Washington, DC: Underlining the urgency of collective action to head off an impending global economic crisis, Christine Lagarde, managing director of the International Monetary Fund (IMF), appealed for consensus on politically difficult measures.
“Collective political leadership is critical to resolve the problem. Each country is at risk and can also participate in the solution,” she said, while emphasizing that IMF was a collective of 187 member countries, and effectively setting the agenda for action.
The implicit thinking is that most nations have depleted their fire-power in battling the after-effects of the contagion caused by the US subprime crisis. However, as a collective, they would have better chances to make up this policy deficit.
Lagarde’s call was preceded by a similar appeal by World Bank president Robert Zoellick, though phrased more candidly: “Hope these meetings will highlight that they can hang together or all hang separately.”
Both were speaking at their customary press briefing ahead of the launch of the annual meetings of IMF and the World Bank.
Lagarde, who in the run-up to the meetings has been blunt about her understanding about what needs to be done, put forth a four-part action plan that she called the “4 Rs” —reforms, repair, rebalancing and rebuilding.
To begin with, efforts have to be undertaken to repair the balance sheets of some of the advanced economies as well as banks. According to her, it was imperative to reform the financial sector and locate sources of growth that were inclusive—to protect the less privileged during the structural adjustment that will have to be undertaken.
Alluding to China, Lagarde also spoke about the need to effect a rebalancing between surplus (such as China) and deficit (such as the US) economies alongside a similar shift between public and private sectors.
Careful to avoid any direct references to any particular country, she reiterated her desire to forge a consensus among finance ministers, some of whom began to assemble in the US capital on Thursday. “(It’s) not just a problem of advanced economies, but concerns everyone,” she said. “We’re in this together and can pull out of it together.

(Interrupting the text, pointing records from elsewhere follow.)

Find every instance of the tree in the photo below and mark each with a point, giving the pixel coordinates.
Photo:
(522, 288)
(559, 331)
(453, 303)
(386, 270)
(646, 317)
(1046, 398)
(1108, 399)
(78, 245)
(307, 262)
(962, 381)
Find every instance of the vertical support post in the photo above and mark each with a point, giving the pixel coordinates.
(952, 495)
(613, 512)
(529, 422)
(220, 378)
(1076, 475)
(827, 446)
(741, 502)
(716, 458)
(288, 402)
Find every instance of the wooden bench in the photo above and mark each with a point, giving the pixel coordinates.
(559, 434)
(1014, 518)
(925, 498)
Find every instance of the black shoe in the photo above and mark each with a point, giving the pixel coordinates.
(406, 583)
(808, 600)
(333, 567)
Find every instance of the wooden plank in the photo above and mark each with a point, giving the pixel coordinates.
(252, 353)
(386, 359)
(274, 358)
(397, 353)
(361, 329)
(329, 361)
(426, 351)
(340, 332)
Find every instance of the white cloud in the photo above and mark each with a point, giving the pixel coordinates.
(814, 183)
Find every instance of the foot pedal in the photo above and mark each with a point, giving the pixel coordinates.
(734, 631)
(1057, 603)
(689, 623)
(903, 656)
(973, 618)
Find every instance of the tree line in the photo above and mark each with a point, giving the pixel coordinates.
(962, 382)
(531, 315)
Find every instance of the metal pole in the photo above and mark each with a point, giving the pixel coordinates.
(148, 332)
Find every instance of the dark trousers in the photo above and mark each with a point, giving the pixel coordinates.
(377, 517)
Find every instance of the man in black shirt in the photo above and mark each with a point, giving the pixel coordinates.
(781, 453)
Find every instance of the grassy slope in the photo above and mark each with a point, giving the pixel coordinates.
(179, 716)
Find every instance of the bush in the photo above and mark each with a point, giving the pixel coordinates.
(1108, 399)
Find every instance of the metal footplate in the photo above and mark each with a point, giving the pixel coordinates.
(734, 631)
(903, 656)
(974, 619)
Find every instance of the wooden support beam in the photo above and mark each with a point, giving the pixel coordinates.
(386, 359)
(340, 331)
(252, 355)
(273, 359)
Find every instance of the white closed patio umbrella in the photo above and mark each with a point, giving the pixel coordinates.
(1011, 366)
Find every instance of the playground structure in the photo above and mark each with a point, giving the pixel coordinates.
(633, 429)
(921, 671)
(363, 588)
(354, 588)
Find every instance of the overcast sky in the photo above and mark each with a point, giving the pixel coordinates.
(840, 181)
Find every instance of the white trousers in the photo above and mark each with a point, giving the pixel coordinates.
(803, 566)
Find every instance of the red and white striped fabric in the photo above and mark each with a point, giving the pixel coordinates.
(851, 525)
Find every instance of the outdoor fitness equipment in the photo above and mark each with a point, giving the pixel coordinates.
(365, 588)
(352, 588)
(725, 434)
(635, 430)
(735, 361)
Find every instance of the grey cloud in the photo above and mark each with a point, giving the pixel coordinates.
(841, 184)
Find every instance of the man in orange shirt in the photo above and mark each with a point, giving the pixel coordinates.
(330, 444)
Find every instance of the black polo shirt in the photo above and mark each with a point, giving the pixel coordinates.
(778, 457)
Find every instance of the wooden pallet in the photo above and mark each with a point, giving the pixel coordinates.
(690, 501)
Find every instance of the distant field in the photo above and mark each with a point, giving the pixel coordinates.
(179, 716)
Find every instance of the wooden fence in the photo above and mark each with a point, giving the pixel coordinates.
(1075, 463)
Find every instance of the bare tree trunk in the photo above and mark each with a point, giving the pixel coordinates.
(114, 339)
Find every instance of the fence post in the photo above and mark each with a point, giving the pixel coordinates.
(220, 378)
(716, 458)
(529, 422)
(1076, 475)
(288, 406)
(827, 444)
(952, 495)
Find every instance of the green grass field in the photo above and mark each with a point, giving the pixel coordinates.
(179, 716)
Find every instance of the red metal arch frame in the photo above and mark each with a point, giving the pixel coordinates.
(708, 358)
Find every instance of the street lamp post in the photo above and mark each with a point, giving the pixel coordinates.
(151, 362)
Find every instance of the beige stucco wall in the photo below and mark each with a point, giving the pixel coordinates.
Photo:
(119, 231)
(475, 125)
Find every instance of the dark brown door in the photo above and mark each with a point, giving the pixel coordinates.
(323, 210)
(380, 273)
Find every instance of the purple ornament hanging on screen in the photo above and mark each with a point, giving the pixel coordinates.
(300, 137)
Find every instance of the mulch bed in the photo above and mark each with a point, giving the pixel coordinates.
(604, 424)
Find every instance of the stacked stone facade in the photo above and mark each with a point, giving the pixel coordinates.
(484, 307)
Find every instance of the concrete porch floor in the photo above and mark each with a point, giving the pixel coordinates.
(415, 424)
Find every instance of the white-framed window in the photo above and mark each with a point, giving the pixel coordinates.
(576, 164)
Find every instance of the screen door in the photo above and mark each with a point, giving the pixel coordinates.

There is a path for recovery, though it is narrower than what it was three years ago.”
She reiterated that the outlook for the world economy was entering a “dangerous phase”—the third such warning from IMF in as many days.
She also emphasized that the required policy decisions would take time—and thereby test the patience of the markets—as they need the approval of democratic institutions. Lagarde said she was optimistic as several countries, particularly in Europe, had demonstrated their commitment to take hard-nosed decisions to address the economic crisis.
Earlier, Zoellick, while making a similar appeal for consensus, argued that countries should avoid the temptation of resorting to protectionism as global demand drops.
Maintaining that “nobody would be immune” from a possible global economic upheaval, he made an appeal to evolve a collective stand to fend off another global crisis.
However, he may have stirred up a potential controversy when he brushed off suggestions for a change in the leadership of the Bretton Woods twins—which by convention are held by leaders from Europe and the US.
Saying that it was an important way for the US to stay engaged with multilateral institutions, Zoellick said: “It is a good thing for the US to have leadership in some of these institutions.”
Emerging market economies have been pushing for a change in this practice and allowing leadership to devolve to other countries too.